Подобно тому как засуха одолевает эту часть света, так и вся наша планета быстро приходит в расстройство. На тощих землях и там, где вовсе содран почвенный покров, разрушение подчас необратимо. Однако остаются обширные области, где еще можно изменить пагубный ход событий.
Наступление на леса планеты можно остановить. Горные склоны и территории вокруг речных истоков во многих случаях можно вновь облесить, осенив благодатной тенью. Бывшим степям можно вернуть зеленый покров, численность домашнего скота можно сократить до цифры, которую способна вынести земля в разгар засухи, к тому же при разумном хозяйствовании богатая вариациями дикая фауна может заменить домашний скот как поставщик мясной пищи в тропиках. Для пахотных земель можно предусмотреть набор культур, защищающих и от зноя, и от ливней. Рост пустынь и снос почвенного слоя можно остановить; можно разогнать сахельские пылевые облака и, вероятно, вернуть дожди. В той мере, в какой пустыни, пылевые тучи и засухи — дело рук человека.

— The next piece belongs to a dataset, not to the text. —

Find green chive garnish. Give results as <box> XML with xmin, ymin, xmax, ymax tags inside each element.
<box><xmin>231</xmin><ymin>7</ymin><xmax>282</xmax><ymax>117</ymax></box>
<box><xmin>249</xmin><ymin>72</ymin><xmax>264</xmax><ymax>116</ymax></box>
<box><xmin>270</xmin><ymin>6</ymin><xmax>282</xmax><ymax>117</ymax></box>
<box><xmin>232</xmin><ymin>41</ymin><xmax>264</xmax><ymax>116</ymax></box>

Все это технически возможно, в глобальной перспективе, конечно же, возможно и экономически, лишь бы ресурсы и разум человечества были направлены на это. Помехи заключаются в другом.
Начинать надо с корней в буквальном смысле слова. С земли, из которой они растут: именно здесь берет начало катастрофа. И браться порознь за решение частных проблем бессмысленно. Нужна серия мероприятий, согласованных между собой и вписанных во всеобъемлющий экологический контекст.

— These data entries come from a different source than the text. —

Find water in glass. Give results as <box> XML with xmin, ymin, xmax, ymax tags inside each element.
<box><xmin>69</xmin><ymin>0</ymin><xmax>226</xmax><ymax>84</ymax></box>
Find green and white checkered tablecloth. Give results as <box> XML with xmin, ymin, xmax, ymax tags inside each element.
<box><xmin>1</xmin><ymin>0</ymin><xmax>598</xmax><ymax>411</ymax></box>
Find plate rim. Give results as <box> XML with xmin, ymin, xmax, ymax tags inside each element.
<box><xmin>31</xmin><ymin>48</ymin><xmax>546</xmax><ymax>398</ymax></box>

Два мира, современная техника и древняя мудрость, космос и землероб — право же, им следовало бы объединиться для решения этой задачи.
Космос может дать один из ключей к экологическому хозяйствованию. Из космоса видно, сколь тонка плоть, облекающая костяк материков. Спутники, до сей поры служившие прежде всего военной разведке, могли бы стать экологическими разведчиками, отмечая, где земля обнажается или кромсается, как плывут курсом на море пылевые облака. Что на поверхности планеты представляется изолированными явлениями, из космоса будет видеться в широком контексте. Из космоса можно бить тревогу, если поразившая Землю проказа начнет распространяться, и давать указания, где необходимо принять контрмеры.

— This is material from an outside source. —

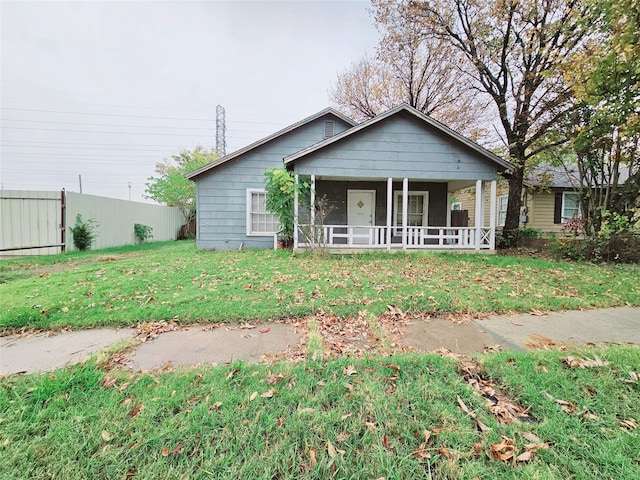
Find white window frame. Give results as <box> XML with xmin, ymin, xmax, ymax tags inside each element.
<box><xmin>246</xmin><ymin>189</ymin><xmax>279</xmax><ymax>236</ymax></box>
<box><xmin>393</xmin><ymin>190</ymin><xmax>429</xmax><ymax>235</ymax></box>
<box><xmin>497</xmin><ymin>195</ymin><xmax>508</xmax><ymax>227</ymax></box>
<box><xmin>561</xmin><ymin>192</ymin><xmax>581</xmax><ymax>223</ymax></box>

Другой ключ получим от скромных, простых землеробов с их знанием земли, основанным на опыте несчетных поколений. Если современная технология часто преследует ограниченные цели, лишена гибкости и требует больших энергетических затрат, то отношение к земле простого земледельца, как правило, удивительно вписывается в более широкий жизненный контекст.
Новые глаза космического века, с одной стороны, древнее понимание и нежность к земле-матери-кормилице, с другой, — право же, им следовало бы наладить сотрудничество, чтобы решить проблему выживания нашего вида.
Но тогда нельзя, чтобы и впредь одно племя продолжало жить за счет ресурсов другого. Белое племя должно отказаться от своей продовольственной и сырьевой империи, довольствуясь собственной территорией. Если это произойдет добровольно, возможно, еще не утрачен шанс на искреннее рукопожатие через племенные рубежи. Если же нет — древние народы, которые мы называем новыми, сами потеснят нас; от их проклятий не защитят никакие арсеналы ядерного оружия. Что-то от духа крааля, в глобальном масштабе, — вот что нам надобно{59}.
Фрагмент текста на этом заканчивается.